St. Patrick's Day - Dating Back 400 Years

St. Patrick's Day - Dating Back 400 Years

St. Patrick’s Day, or the Feast of St. Patrick, is a cultural and religious celebration held on March 17th. It’s most well-known today for its boisterous parades and festivals celebrated in a sea of green. 

St. Patrick’s Day was made an official Christian feast day in the 17th century to commemorate the life and death of St. Patrick and the arrival of Christianity in Ireland. It falls in the middle of Lent, so fasting rules were always lifted to allow people to celebrate the feast properly. This is why St. Patrick’s Day is so associated with drinking – it was the one day in 40 that anyone was allowed to!

Celebrations today occur in Ireland itself, as well as the UK, the US, and Canada – pretty much anywhere with a high concentration of Irish diaspora.
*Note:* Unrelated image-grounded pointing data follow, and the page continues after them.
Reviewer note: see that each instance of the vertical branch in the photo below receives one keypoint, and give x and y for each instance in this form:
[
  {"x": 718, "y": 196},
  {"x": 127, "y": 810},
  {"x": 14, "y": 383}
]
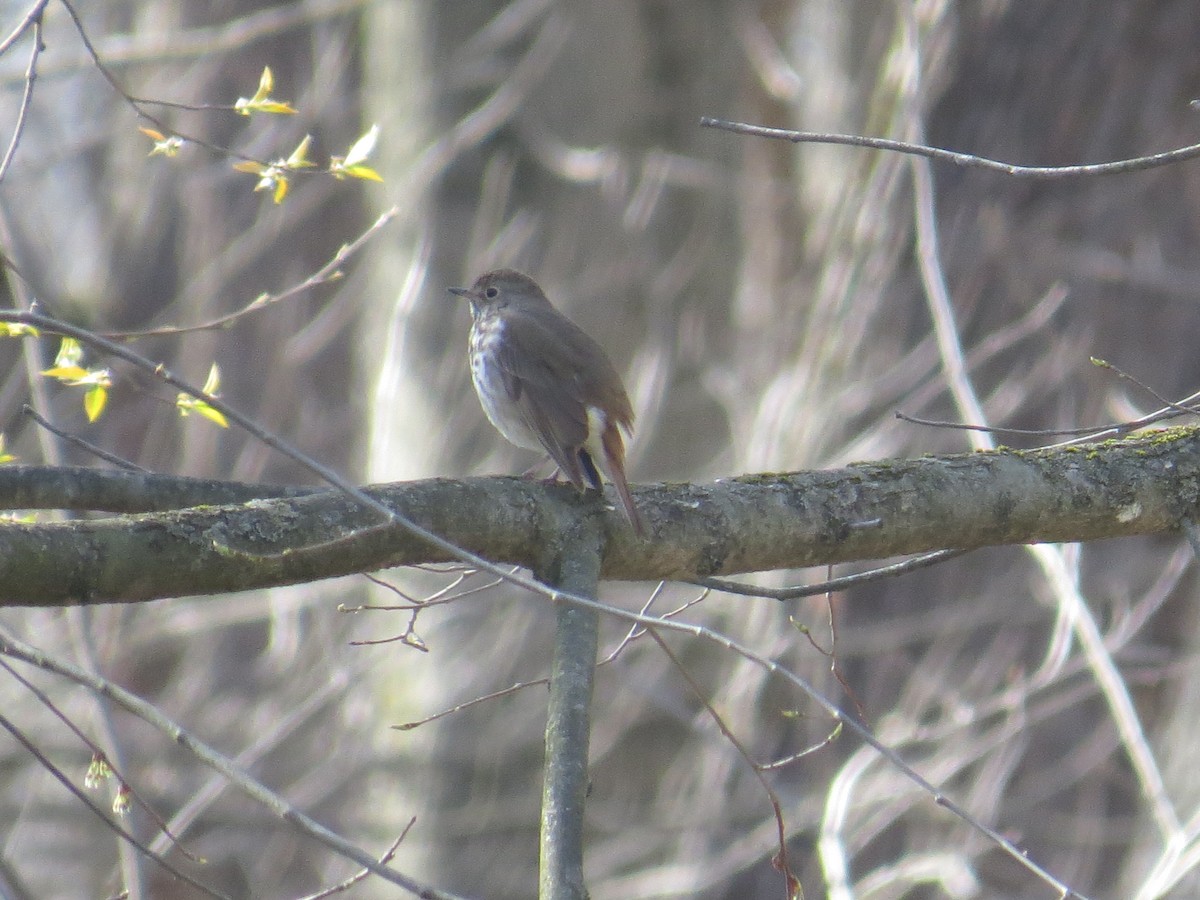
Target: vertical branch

It’s the most widely celebrated national festival in the world! Most communities will host a public parade and celebrate with music, dancing and drinking with everyone bedecked in green and shamrocks. 


London even has it’s first Irish Lord Mayor as of 2021 – Vincent Keaveney. The Lord Mayor is a different job to Sadiq Khan as the Mayor of London. Vinvent Keaveney works as an International Ambassador for the UK’s financial and professional services, and heads the City of London Corporation, the governing body of the Square Mile.

Political tension between Ireland and the UK meant that St. Patrick’s Day was not openly celebrated in the UK for several years, but today London and Liverpool both host St. Patrick’s Day parades. Manchester goes one further, with a two week festival surrounding the day itself celebrating Irish culture, and Birmingham hosts the biggest St. Patrick’s Day parade outside of New York and Dublin itself. 

The Murphia List

The Murphia List is a who’s-who of all the Irish talent working in the food, drink and hospitality industry in London that’s updated just before St. Patrick’s Day. It’s sponsored by Bord Bia, an Irish state agency that promotes Irish food and horticulture at home and abroad, and hosted by the website Hot Dinners, proudly showcasing Irish culinary talent for the past 8 years. 

The 2022 additions bring the number of London-Irish food and drink icons on the Murphia List to 55. Already included were names like restauranteur Richard Corrigan and TV presented Anna Haugh, but now they’re joined by up-and-comers like executive pastry chef Niamh Larkin, bakery owner Dee Retalli, and chef Max Rocha – son of designer John Rocha. 

New entry James Hennebry (left) co-owns Rosslyn Coffee with business partner Mat Russell, which was the only UK entry on the FT list of best independent coffee shops in the world.